I once had a professor who was the most humourless man I’d ever met. Do you remember Kingsfield from The Paper Chase? My professor was like Kingsfield. He seemed to delight in grinding students into piles of dust through inquisition-sytle interrogations and public humiliations. Yet one day my professor cracked a joke. Apropos of nothing, he said to the class: “As my uncle Max once told me, never marry for money; go to where money is and marry for love.” Most of us were too stunned to laugh. Our jaws fell open and we let out choked gurgling sounds.
I wouldn’t mention the joke except that it illustrates an interesting point that’s transferable to photography. Sometimes, it seems that what makes an image interesting has little to do with skill, and everything to do with luck. A preacher is talking to his acolytes and turns at just the right angle so that the cross dangling around his neck catches the sunlight. It looks as if a holy light blazes from his chest. A one in a million shot, or so it would seem. And yet these one in a million shots are more like one in a hundred shots. They happen again and again. The reason, I think, has something to do with uncle Max’s advice.
In photography, never rely on luck; go to where luck is and rely on skill. Or, to put it differently, an essential part of the photographer’s craft is to engineer luck. In the genre of street photography, a good way to engineer luck is to place yourself in a heavily traveled public space when the light is good and shoot and shoot and shoot. In Toronto, one of those lucky locations is the southwest corner of Yonge & Dundas Streets. There, it’s easy to shoot people in a crowd (fish in a barrel, as they say). The challenge is to isolate an individual, or a discrete interaction, so that they don’t get lost in the onslaught of people.

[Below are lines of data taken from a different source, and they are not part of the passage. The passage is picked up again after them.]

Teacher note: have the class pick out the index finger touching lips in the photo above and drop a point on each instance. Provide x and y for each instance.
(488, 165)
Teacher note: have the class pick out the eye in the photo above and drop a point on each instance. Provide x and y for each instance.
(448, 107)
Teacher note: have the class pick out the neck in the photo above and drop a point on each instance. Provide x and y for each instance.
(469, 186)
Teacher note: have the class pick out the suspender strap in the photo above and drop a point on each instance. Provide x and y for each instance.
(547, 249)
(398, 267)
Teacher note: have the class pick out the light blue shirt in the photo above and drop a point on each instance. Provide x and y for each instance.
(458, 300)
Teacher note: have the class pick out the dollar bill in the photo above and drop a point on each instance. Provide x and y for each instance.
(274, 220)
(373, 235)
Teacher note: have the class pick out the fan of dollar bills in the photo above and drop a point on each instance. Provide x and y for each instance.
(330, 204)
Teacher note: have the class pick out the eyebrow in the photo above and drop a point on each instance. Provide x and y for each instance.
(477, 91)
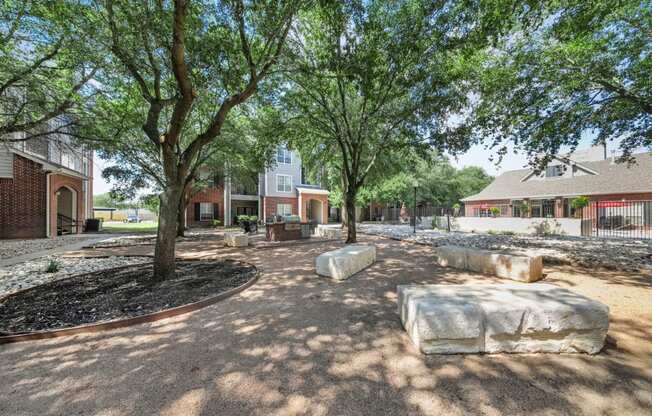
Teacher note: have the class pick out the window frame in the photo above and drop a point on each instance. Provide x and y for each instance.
(283, 204)
(278, 175)
(202, 214)
(285, 155)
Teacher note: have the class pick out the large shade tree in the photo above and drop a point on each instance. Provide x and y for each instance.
(45, 70)
(177, 69)
(574, 67)
(369, 78)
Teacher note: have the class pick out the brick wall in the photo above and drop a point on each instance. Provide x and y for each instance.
(214, 195)
(305, 200)
(270, 202)
(22, 201)
(56, 183)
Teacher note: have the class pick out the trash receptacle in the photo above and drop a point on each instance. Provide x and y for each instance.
(93, 224)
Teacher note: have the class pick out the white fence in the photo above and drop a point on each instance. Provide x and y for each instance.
(563, 226)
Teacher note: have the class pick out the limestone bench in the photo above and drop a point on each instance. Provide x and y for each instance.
(491, 318)
(329, 231)
(342, 263)
(236, 239)
(518, 267)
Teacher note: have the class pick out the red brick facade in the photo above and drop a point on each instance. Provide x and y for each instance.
(213, 195)
(270, 202)
(22, 201)
(76, 184)
(305, 199)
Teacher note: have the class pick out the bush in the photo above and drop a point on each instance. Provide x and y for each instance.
(53, 266)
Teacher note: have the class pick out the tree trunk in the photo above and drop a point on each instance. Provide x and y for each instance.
(181, 221)
(164, 265)
(349, 202)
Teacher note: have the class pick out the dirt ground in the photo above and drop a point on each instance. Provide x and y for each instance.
(296, 343)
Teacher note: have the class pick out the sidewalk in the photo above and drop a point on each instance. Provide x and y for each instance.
(73, 245)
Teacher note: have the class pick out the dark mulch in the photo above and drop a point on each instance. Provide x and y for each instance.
(116, 294)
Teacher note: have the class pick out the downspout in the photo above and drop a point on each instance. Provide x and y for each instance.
(47, 204)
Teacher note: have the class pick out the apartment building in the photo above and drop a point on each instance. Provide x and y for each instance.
(45, 186)
(280, 190)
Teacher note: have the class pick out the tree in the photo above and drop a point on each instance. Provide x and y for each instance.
(576, 67)
(371, 79)
(178, 69)
(44, 70)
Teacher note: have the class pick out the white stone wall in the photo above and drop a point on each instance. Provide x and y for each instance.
(562, 226)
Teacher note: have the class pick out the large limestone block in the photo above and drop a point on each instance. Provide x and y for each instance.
(329, 231)
(518, 267)
(492, 318)
(236, 239)
(344, 262)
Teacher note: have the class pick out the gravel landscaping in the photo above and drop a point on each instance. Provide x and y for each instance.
(117, 294)
(139, 239)
(624, 255)
(12, 248)
(33, 273)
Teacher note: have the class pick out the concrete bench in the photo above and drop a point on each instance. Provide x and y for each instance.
(343, 263)
(329, 231)
(491, 318)
(236, 239)
(518, 267)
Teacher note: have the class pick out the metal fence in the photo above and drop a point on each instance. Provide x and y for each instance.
(393, 214)
(618, 219)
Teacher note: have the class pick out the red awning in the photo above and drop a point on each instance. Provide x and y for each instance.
(613, 204)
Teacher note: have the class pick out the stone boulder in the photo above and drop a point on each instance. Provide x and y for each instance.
(236, 239)
(519, 267)
(493, 318)
(342, 263)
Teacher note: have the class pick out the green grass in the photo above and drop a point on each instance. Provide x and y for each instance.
(130, 227)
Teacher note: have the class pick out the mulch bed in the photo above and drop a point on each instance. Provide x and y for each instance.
(120, 293)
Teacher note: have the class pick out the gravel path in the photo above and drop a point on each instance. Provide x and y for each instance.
(296, 343)
(625, 255)
(32, 273)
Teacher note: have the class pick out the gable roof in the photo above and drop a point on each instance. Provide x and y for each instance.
(610, 178)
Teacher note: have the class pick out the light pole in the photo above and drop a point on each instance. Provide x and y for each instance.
(414, 214)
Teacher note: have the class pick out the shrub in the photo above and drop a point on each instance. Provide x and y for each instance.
(53, 266)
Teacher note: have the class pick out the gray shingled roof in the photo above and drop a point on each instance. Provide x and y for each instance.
(612, 178)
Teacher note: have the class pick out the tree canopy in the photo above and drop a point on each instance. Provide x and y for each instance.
(575, 67)
(45, 69)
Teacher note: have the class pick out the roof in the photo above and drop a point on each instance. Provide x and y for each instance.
(611, 178)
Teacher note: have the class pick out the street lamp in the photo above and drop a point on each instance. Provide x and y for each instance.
(414, 214)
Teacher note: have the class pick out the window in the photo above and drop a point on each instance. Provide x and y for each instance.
(283, 183)
(516, 208)
(283, 155)
(283, 209)
(535, 209)
(554, 171)
(205, 211)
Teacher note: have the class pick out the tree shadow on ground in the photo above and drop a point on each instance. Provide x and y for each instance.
(297, 343)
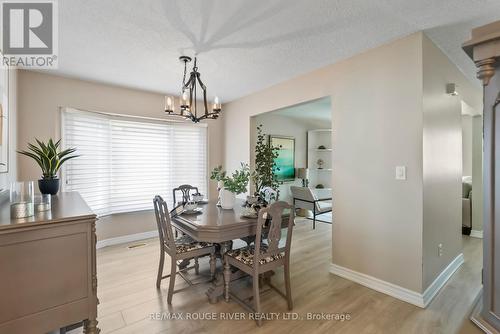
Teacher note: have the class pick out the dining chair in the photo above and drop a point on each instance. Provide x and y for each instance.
(186, 190)
(263, 256)
(183, 248)
(304, 198)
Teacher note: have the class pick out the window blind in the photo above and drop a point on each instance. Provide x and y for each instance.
(126, 161)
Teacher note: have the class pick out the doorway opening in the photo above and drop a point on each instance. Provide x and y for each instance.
(303, 134)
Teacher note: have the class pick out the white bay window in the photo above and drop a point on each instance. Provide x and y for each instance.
(126, 161)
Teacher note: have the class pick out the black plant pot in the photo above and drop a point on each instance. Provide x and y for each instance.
(48, 186)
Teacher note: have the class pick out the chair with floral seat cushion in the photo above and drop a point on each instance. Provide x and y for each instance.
(264, 255)
(179, 249)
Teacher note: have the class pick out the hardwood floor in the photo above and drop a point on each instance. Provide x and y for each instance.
(128, 295)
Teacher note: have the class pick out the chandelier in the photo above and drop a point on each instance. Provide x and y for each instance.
(188, 106)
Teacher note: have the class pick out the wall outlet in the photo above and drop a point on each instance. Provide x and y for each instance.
(440, 250)
(400, 172)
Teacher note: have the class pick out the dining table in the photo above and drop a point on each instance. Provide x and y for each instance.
(219, 226)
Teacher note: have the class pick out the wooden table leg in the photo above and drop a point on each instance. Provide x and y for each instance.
(216, 291)
(90, 327)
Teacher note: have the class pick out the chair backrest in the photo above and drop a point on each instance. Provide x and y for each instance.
(270, 195)
(303, 193)
(164, 224)
(275, 213)
(186, 190)
(303, 197)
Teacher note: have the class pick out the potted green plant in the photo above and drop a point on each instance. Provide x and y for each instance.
(50, 158)
(264, 175)
(232, 185)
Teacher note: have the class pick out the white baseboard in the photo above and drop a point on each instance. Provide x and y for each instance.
(442, 278)
(126, 238)
(396, 291)
(476, 234)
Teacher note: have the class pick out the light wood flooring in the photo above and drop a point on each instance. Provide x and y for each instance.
(128, 295)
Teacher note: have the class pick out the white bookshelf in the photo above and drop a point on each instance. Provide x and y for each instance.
(315, 139)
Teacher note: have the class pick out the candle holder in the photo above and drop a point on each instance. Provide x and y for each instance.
(22, 199)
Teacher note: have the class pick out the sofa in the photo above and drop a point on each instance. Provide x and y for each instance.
(466, 205)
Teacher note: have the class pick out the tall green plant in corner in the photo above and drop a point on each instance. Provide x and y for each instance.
(50, 158)
(264, 174)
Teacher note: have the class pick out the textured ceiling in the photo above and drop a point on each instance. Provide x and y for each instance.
(246, 45)
(319, 110)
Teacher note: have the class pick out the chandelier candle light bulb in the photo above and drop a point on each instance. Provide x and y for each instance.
(188, 106)
(217, 106)
(169, 107)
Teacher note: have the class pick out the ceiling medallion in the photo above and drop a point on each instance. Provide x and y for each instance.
(188, 108)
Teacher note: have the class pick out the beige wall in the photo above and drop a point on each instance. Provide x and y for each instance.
(379, 122)
(442, 164)
(466, 145)
(477, 173)
(11, 174)
(41, 96)
(376, 97)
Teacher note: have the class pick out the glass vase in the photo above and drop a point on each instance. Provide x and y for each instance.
(22, 199)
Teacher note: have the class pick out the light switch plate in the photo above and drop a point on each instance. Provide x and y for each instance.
(400, 172)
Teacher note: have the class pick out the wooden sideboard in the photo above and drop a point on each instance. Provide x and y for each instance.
(48, 268)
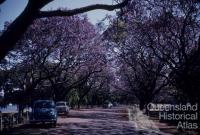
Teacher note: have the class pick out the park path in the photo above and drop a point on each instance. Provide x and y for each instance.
(116, 121)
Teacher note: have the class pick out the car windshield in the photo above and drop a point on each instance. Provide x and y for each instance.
(44, 104)
(60, 104)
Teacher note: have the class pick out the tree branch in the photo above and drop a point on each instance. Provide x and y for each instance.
(81, 10)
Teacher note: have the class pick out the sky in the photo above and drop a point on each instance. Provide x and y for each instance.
(10, 9)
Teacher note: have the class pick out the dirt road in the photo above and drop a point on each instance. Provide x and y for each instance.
(97, 121)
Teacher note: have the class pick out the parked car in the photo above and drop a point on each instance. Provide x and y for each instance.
(44, 111)
(107, 104)
(62, 107)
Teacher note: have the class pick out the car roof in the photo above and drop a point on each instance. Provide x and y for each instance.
(61, 102)
(43, 101)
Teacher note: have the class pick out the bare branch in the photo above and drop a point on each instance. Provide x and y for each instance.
(81, 10)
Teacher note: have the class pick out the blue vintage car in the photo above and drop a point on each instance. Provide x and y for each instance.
(44, 111)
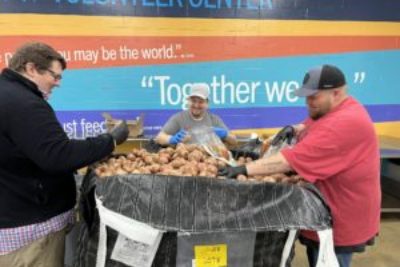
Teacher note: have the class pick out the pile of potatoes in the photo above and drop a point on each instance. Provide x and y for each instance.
(184, 160)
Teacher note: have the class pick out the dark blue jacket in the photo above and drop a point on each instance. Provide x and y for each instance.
(37, 160)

People are streaming across the intersection. Every third change of the lights is an all-way crossing for pedestrians. They head north to the movie theatres or the HMV or the liquor store or the Ryerson campus. They head south to the Yonge/Dundas Square or the Eaton Centre or the Hard Rock Café. A break appears and a young man emerges from the crowd. He carries a suitcase and garment bag. More distinctive, though, is that fact that he wears a vest and carries a pocket watch. It’s as if he’s stepped from a time warp and into my frame.
After dark, as I’m walking home from a film, I pass through the same corner of the same intersection. Three men are playing drums. That in itself isn’t particularly interesting. Buskers form one of the many tired clichés of street photography. I’m prepared to ignore them except that the crowd encircling them isn’t watching them. I follow their stares to an older man in hospital garb and blue booties who has set his cane to one side and is dancing to the rhythms. I use the term “dancing” loosely. A teenager drops a coin in the bucket and swings around the old man. What is happening here? Where has the man come from? The drummers call him by name. Is he a regular? And what about the audience? Many of them have smartphones raised to shoot pictures of the old man. Do they care about him? Do they feel concern? Or are they voyeurs? Are they the sort of people who would cheer at a train wreck?
Speaking of voyeurs, I’m fascinated by tourists. They ride around in their red double-decker buses. Here’s the museum. There’s the CN Tower. Look at Casa Loma up there on the hill. It strikes me as a rather sanitized way to view things. At a granular level, things are not so pretty but they are definitely more interesting. Step out of the bus and meet real people! Or are you afraid that would that shatter your pleasant idealized view of the city? Below, a red tour bus passes a man as it pulls to its stop on the southeast corner of Yonge & Dundas. I wonder what they think of this man. I wonder if they even see him.